The Philadelphia native came to Baltimore for college and earned an MBA from Morgan State University. She was once president of Strayer Business College (now Strayer University) in Baltimore, leaving her with contacts to milk across the city.

"People have spoken well of her," said Schmoke. "She has a reputation for integrity."

That reputation has come under fire in recent weeks as the race has taken a nasty turn. Her opponents have accused Pugh of trying to buy votes by passing out chicken wings and ice cream sandwiches to potential volunteers and then busing them directly to early voting stations. One Democratic candidate, lawyer Elizabeth Embry, released an analysis showing that Pugh's mayoral campaign had taken donations from lobbyists with business before the state Senate Finance Committee.

Pugh - who became a familiar presence during the riots, wielding a bullhorn and urging young people to leave the streets - described herself as a someone who doesn't travel with a political entourage.

"I owe nobody nothing," she said. "The greatest thing will be walking into that office and being able to focus squarely on the people."

Mckesson and two volunteers were going house to house on Culver Street, an African American neighbourhood on the West Side. He wore the same L.L. Bean backpack, embroidered "DeRay," that he had worn as an undergraduate at Maine's Bowdoin College. He wore the ever-present puffy blue vest he made famous during the Ferguson protests.

Mckesson pointed his phone at himself and beamed a live update to his 39,000 followers on Periscope.

"We're out here dropping off lit. People aren't home from work yet," he said, before heading up another walk.

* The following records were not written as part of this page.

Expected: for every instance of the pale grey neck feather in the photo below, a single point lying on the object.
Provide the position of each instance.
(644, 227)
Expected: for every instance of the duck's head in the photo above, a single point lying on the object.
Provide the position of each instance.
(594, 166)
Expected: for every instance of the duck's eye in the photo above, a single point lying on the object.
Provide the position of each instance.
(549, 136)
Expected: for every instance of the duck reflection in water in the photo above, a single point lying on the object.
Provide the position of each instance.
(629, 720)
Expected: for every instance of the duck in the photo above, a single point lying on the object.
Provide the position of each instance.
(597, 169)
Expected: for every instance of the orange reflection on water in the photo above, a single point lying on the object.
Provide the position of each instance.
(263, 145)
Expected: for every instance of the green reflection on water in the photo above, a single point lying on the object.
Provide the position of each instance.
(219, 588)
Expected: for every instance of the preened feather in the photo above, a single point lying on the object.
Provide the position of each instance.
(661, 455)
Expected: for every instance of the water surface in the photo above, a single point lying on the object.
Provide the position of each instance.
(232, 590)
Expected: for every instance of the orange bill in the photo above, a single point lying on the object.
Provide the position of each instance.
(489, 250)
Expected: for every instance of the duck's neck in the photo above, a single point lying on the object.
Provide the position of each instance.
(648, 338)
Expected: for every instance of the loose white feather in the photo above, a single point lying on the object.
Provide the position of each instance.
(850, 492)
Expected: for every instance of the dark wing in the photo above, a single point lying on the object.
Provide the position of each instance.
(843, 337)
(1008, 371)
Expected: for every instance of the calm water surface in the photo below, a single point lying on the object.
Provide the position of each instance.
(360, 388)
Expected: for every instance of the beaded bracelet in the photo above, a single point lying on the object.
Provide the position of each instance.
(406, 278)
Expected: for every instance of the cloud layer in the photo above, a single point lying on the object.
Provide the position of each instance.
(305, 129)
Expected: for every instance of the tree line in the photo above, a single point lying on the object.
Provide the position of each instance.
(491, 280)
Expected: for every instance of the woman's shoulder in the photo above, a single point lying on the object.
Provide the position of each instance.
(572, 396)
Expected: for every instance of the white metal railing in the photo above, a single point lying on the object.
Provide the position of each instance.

"Hey, I'm DeRay and I'm running for mayor," he said to three older voters sitting on a narrow front porch. He hurried through a list of his national superlatives: one of Fortune magazine's 50 greatest leaders; meetings with President Barack Obama and presidential candidate Hillary Clinton.

"You might have seen me on the Colbert show," he said.

"How old are you?" asked Vivian Jackson, 68, a retired state worker.


"Hmm," she said, looking both sceptical and impressed. When Mckesson moved on, Jackson said she had not heard of him before. She is not one of his 339,000 followers on Twitter.

"I don't have Internet," she said.

Mckesson has gained national support for his brash bid to run Baltimore. But local activists say they aren't surprised his candidacy has languished in a city that runs on relationships.

"We didn't really know him," said Ray Kelly, a community organiser for the No Boundaries Coalition, a front-line advocacy group in West Baltimore. "Mayor of Baltimore is not a starter job."

Harris was able to come down from his roof after four days.

Five hundred Sandtown-Winchester residents cast ballots within a week of the polls opening, more than double the rate in 2014. Early voting has surged across the city, due in part to interest in the presidential primary and the restored right of ex-offenders to vote.

Harris called it a start.

"I'm optimistic," he said. "I'm a preacher. I have to be."